Optimiser la surveillance des cas de transmission du VIH entre la mère et l'enfant (TME)

Selon les chiffres rapportés par l'Unicef, environ 2,8 millions d'enfants et d'adolescents vivent avec le VIH, dont près de 88 % en Afrique subsaharienne. En 2020, 300 000 enfants et adolescents auraient été infectés, soit un enfant infecté par le VIH toutes les deux minutes. La même année, 120 000 enfants et adolescents sont décédés de causes liées au sida, soit un enfant toutes les cinq minutes.

La mise en œuvre des programmes de télémédecine a la capacité d'offrir aux systèmes de santé africains de nouvelles opportunités en apportant une réponse à la pénurie de soins palliatifs, notamment par l'usage des plateformes numériques de télémédecine santé et par l'usage des dispositifs connectés tels que les appareils de surveillance des patients, les outils d'assistance à domicile et les téléphones mobiles.

Ces dispositifs pourraient créer des stratégies thérapeutiques où des fonctionnalités d'intelligence artificielle permettront de développer de nouvelles méthodes innovantes et non invasives pour collecter des données vitales et les analyser en temps réels.

Ces nouvelles sont portées sur l'observance médicamenteuse, l'exercice physique, les techniques de télésurveillance à domicile, les stratégies psychologiques, le maintien de l'autonomie, l'engagement social.

Le partenariat franco-africain offre des solutions

Le déploiement des applications de santé numérique demeure limité par des défis tels qu'une mauvaise coordination des projets pilotes, un manque de sensibilisation et de connaissances sur la santé numérique et un manque d'infrastructures réseau permettant de garantir l'interopérabilité des nombreux systèmes d'informations sanitaires ainsi que l'intégrité et la disponibilité des données-patients.

Plusieurs initiatives franco-africaines sont mises en place pour répondre à ces défis : le Fonds mondial pour la Santé, dynamisé par le Président Macron à Lyon en 2019 a permis le lancement d'un fonds catalytique de 50 millions de dollars en 2022 pour accélérer la transformation de la santé numérique en Afrique.

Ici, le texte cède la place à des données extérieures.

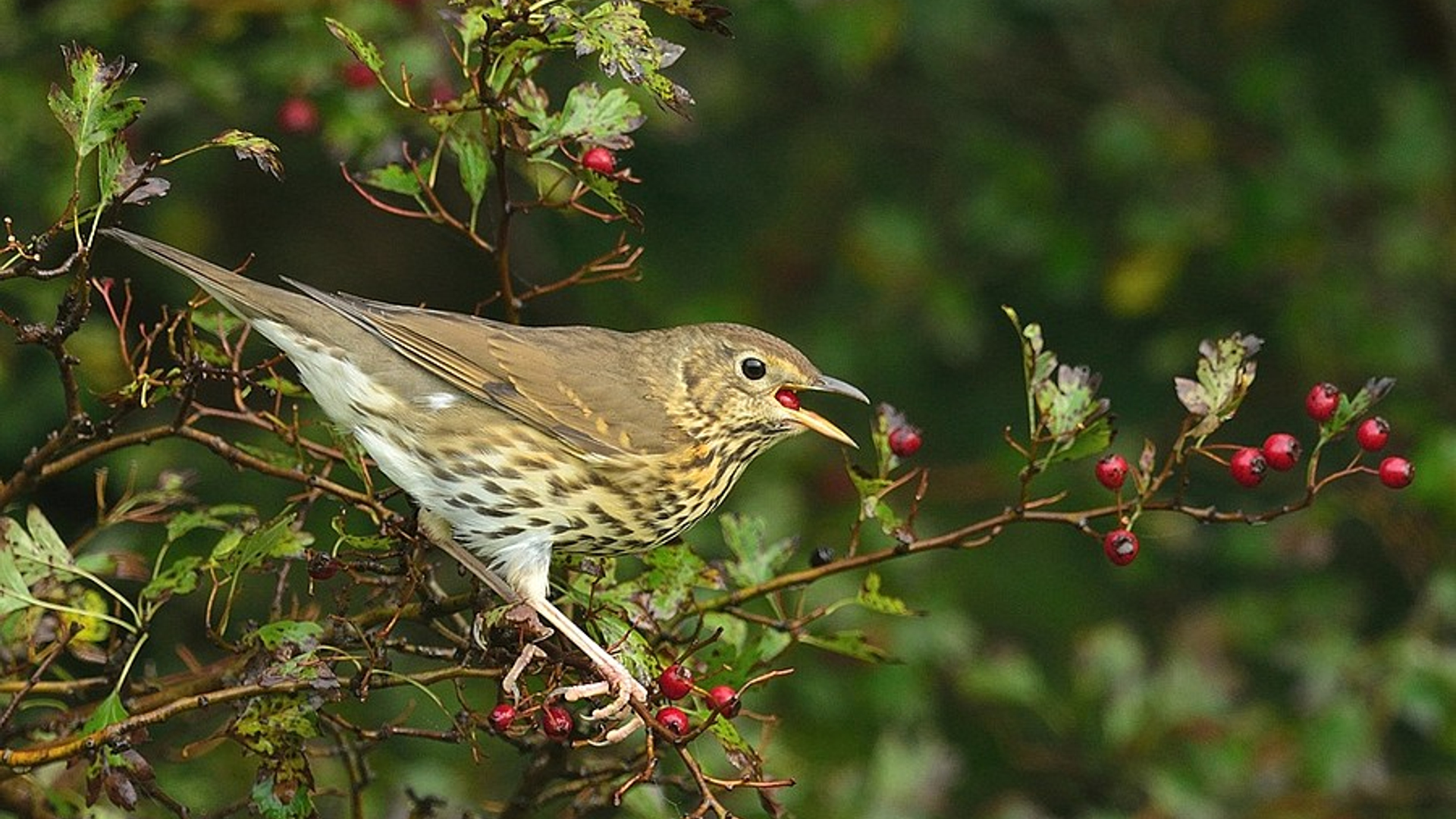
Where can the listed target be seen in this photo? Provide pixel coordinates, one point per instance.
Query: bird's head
(747, 385)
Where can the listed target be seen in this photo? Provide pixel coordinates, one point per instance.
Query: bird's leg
(615, 676)
(509, 684)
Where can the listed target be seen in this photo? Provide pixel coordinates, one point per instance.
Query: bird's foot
(617, 682)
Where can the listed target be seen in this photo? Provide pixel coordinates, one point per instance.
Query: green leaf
(626, 49)
(475, 162)
(251, 146)
(274, 539)
(271, 806)
(873, 599)
(302, 634)
(1353, 407)
(363, 50)
(475, 22)
(606, 188)
(89, 112)
(670, 577)
(849, 643)
(212, 518)
(111, 169)
(108, 713)
(362, 542)
(733, 742)
(705, 17)
(1225, 373)
(180, 577)
(755, 558)
(50, 548)
(15, 592)
(601, 118)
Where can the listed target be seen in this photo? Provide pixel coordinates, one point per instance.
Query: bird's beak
(821, 425)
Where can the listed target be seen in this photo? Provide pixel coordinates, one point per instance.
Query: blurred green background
(873, 180)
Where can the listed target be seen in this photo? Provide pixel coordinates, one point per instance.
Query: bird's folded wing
(577, 384)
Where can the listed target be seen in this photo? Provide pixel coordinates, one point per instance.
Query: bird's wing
(577, 384)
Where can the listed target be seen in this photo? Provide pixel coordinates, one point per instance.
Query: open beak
(821, 425)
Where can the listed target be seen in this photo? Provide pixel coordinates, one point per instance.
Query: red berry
(557, 722)
(324, 566)
(1111, 471)
(503, 716)
(673, 719)
(1120, 547)
(359, 74)
(297, 115)
(599, 159)
(905, 441)
(674, 682)
(1397, 472)
(1372, 433)
(1248, 466)
(724, 700)
(1323, 401)
(1282, 450)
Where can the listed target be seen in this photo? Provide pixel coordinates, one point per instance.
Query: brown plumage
(528, 441)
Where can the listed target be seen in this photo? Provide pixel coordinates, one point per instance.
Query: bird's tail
(240, 295)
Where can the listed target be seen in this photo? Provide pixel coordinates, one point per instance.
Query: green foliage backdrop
(873, 180)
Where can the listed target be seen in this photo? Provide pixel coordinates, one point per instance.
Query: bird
(522, 442)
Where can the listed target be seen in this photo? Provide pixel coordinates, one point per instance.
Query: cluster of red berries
(1248, 465)
(674, 684)
(557, 722)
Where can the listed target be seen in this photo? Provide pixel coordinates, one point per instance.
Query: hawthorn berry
(673, 719)
(724, 700)
(821, 556)
(1282, 450)
(324, 566)
(674, 682)
(905, 441)
(557, 722)
(1248, 466)
(299, 115)
(359, 74)
(1397, 472)
(599, 159)
(501, 717)
(1111, 471)
(1323, 401)
(1372, 433)
(1120, 547)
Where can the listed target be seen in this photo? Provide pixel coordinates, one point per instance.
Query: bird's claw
(620, 686)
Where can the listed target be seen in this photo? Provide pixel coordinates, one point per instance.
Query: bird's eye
(753, 369)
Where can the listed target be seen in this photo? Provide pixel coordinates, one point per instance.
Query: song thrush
(530, 441)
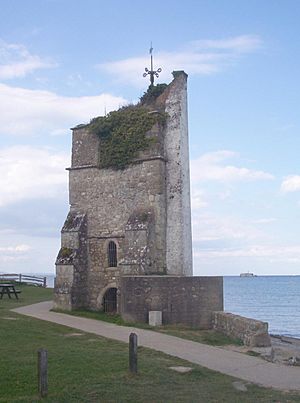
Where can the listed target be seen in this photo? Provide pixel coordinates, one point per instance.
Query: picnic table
(8, 289)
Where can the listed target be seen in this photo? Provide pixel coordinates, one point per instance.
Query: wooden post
(133, 353)
(43, 372)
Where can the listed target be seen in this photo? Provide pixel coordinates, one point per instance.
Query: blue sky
(64, 62)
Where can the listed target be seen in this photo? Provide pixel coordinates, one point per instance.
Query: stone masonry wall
(116, 202)
(186, 300)
(109, 198)
(179, 233)
(252, 332)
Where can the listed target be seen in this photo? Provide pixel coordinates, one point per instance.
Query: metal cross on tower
(151, 72)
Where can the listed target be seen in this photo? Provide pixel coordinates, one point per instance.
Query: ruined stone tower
(126, 243)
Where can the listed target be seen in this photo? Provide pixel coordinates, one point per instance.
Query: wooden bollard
(133, 353)
(43, 372)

La France est le deuxième donateur du Fonds et l'un des principaux bailleurs des systèmes de gestion de l'information pour la santé en Afrique avec des investissements s'élevant à 244 millions de dollars US. Ce domaine figure parmi les chantiers prioritaires du nouveau partenariat souhaité avec le continent africain par le président français.

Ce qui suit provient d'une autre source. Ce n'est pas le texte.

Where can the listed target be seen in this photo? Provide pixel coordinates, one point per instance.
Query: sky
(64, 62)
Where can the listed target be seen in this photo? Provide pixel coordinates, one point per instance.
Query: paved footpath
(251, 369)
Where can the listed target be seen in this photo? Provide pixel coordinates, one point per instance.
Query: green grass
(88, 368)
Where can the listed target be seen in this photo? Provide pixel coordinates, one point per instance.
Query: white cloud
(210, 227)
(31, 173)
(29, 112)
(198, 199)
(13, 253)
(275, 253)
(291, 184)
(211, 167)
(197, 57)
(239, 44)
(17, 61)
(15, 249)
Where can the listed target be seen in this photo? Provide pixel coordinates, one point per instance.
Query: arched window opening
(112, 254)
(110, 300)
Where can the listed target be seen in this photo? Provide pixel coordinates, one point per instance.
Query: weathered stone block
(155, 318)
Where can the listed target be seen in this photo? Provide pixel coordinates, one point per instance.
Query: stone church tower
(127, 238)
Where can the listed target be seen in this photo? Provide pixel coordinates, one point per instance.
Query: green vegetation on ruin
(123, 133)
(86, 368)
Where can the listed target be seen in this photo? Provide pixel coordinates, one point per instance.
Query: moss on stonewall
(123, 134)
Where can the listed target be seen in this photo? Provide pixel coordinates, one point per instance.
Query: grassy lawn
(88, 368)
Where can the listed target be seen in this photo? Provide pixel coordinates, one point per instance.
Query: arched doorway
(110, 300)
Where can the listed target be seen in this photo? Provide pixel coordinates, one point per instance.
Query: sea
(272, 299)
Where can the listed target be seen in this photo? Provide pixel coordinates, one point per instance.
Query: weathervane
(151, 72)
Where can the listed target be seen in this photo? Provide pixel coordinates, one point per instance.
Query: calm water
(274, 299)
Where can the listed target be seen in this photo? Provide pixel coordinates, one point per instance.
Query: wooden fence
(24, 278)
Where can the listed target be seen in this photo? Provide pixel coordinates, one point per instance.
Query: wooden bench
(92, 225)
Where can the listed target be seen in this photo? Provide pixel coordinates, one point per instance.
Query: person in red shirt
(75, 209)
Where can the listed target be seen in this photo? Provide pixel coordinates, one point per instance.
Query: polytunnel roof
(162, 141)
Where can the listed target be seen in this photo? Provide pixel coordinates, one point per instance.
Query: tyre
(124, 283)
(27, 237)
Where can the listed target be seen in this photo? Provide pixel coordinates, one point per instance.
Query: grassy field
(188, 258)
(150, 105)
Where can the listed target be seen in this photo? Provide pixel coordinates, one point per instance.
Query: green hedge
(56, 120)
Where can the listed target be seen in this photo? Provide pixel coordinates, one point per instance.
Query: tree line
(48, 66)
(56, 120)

Le Collectif Santé Numérique Afrique France lancé en 2021, rassemble une dizaine de pays d'Afrique de l'Ouest dont le Maroc, le Mali, le Sénégal, la Côte d'Ivoire, la République Démocratique du Congo, le Gabon, le Bénin et la France. En collaboration avec Catel, ce collectif aura pour mission de promouvoir le partage d'expériences et la coopération internationale en santé numérique.

L'Agence Française de Développement finance également des programmes permettant la conception et l'adoption des solutions de santé numérique en Afrique comme le programme Cellal e Kisal de AMREF Health Africa dans la région de Kolda au sud du Sénégal afin de pallier la pénurie de gynécologues. Ce programme a assuré le développement d'une valise de télémédecine équipée d'un échographe afin de permettre les consultations prénatales au plus près des femmes enceintes.

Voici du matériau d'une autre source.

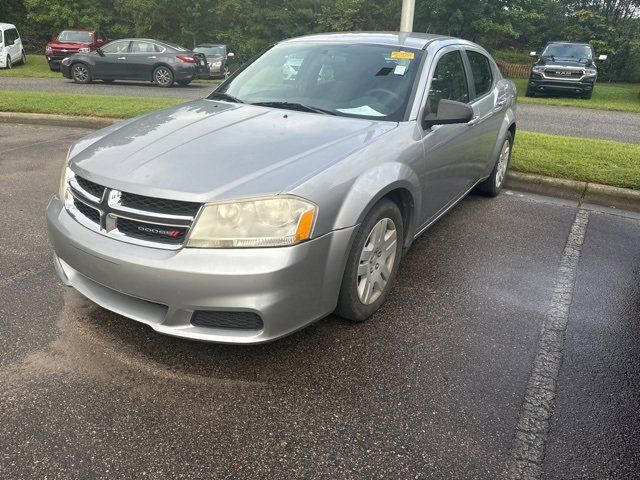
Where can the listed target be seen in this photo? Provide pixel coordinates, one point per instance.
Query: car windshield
(351, 80)
(568, 50)
(75, 37)
(215, 51)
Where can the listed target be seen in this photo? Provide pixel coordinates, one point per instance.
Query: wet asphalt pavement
(433, 386)
(578, 122)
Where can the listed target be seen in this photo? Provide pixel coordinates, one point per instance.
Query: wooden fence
(514, 70)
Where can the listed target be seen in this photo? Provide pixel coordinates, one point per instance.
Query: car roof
(399, 39)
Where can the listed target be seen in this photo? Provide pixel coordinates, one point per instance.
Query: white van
(11, 50)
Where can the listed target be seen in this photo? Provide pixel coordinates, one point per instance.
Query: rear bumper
(287, 287)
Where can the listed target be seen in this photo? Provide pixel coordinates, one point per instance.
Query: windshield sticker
(405, 55)
(365, 110)
(400, 70)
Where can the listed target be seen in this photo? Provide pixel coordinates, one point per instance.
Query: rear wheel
(373, 263)
(80, 73)
(492, 185)
(163, 77)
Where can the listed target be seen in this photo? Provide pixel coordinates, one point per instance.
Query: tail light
(186, 58)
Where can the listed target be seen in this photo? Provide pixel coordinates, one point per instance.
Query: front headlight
(65, 175)
(263, 222)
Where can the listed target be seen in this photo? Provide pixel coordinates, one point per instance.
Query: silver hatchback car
(282, 197)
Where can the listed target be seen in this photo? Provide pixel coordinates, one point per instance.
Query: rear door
(142, 59)
(449, 149)
(113, 63)
(488, 105)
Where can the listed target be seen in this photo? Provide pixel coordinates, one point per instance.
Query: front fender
(373, 185)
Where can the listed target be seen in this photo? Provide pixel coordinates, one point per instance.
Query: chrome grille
(138, 219)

La Fondation Pierre Fabre a lancé l'Observatoire de la E-Santé dans les pays du Sud (ODESS), avec pour objectifs de repérer, documenter, promouvoir et aider au développement des projets innovants utilisant les TIC. La Fondation Mérieux est aussi particulièrement active en matière de santé Mères/Enfants dans de nombreux pays africains.

A travers la santé numérique l'Afrique a ainsi la possibilité de sauver des vies et de jouer un rôle crucial dans le transfert international d'un socle de connaissances et de compétences innovantes en matière de santé des femmes.

(*) CEO of Platform E-santé Expertise - European Union ; experte en Santé numérique et Young Leader de la French African Foundation, promotion 2021.